By Dr. Chris Dayley and Dr. Isidore Dorpenyo
The identity of technical communication is inextricably linked to the workplace (academic, domestic, and organizational or corporate workplaces). This is evident in the genres primarily associated with technical communication: proposals, reports, memos, technical documentation or instructions, computer help files, blogs, voter documents, and many others.
In introduction to technical communication classrooms, instructors train students to become good communicators who will write clear, concise, effective, and efficient documents in their various workplaces. Often, technical communication instructors create a distinction between writing that takes place in a corporate or organizational setting (aka technical writing) and academic writing (aka composition). Kimball (2006) wrote that “most of what we recognize as technical communication begins and ends with corporate, government, or organizational agendas” (p. 67). He further showed how textbook definitions “introduce technical writing as a workplace skill” (p. 68). Similarly, Constantinides, St.Amant, and Kampf (2001) revealed how technical and professional communication “often takes place within a larger organizational structure–one that inevitably impacts the kinds of documents produced…” (p. 31).

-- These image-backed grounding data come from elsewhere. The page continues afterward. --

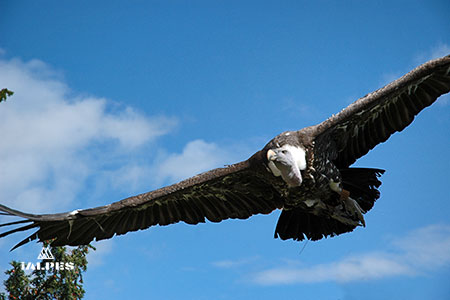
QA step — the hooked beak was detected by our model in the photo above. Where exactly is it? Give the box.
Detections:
[266,149,281,177]
[267,149,277,161]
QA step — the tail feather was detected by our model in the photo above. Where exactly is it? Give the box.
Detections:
[275,208,355,241]
[274,167,384,242]
[340,168,384,212]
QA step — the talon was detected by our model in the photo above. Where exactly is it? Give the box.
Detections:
[343,197,366,227]
[306,172,315,183]
[340,189,350,201]
[304,166,316,183]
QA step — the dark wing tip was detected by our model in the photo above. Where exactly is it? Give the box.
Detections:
[0,204,41,250]
[11,233,39,251]
[313,55,450,167]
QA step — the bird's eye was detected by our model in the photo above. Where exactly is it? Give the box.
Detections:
[281,150,287,154]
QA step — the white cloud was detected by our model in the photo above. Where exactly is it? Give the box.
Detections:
[86,239,114,267]
[281,98,324,122]
[413,42,450,65]
[107,163,154,192]
[105,139,241,194]
[437,93,450,106]
[429,43,450,60]
[251,253,414,285]
[248,224,450,285]
[379,43,449,89]
[380,44,450,106]
[393,224,450,270]
[154,139,235,184]
[379,72,402,88]
[212,256,260,269]
[419,43,450,107]
[0,56,175,213]
[0,54,240,221]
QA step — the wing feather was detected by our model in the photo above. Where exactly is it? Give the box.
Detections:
[0,158,283,249]
[311,55,450,167]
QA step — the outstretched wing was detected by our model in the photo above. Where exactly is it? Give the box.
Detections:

Considering our historical affinity to organizations and corporate workplaces, it does not come as a surprise that several scholars in our field are interested in researching the workplace (Cox, 2019; Dush, 2017; Edenfield, 2017; Edwards, 2018; Evia & Patriarca, 2012; Longo, 2000; Petersen & Moeller, 2016; Spinuzzi, 2014, 2015; Wisniewski, 2018). However, despite the many articles addressing technical communication in the workplace, the exigency for this special issue was our concern that, despite the abundance of scholarship exploring the roles of technical communicators in organizations and different workplaces or workspaces, little research has been done regarding the state of diversity in the professional practice of technical and professional communication in the U.S. and across the globe.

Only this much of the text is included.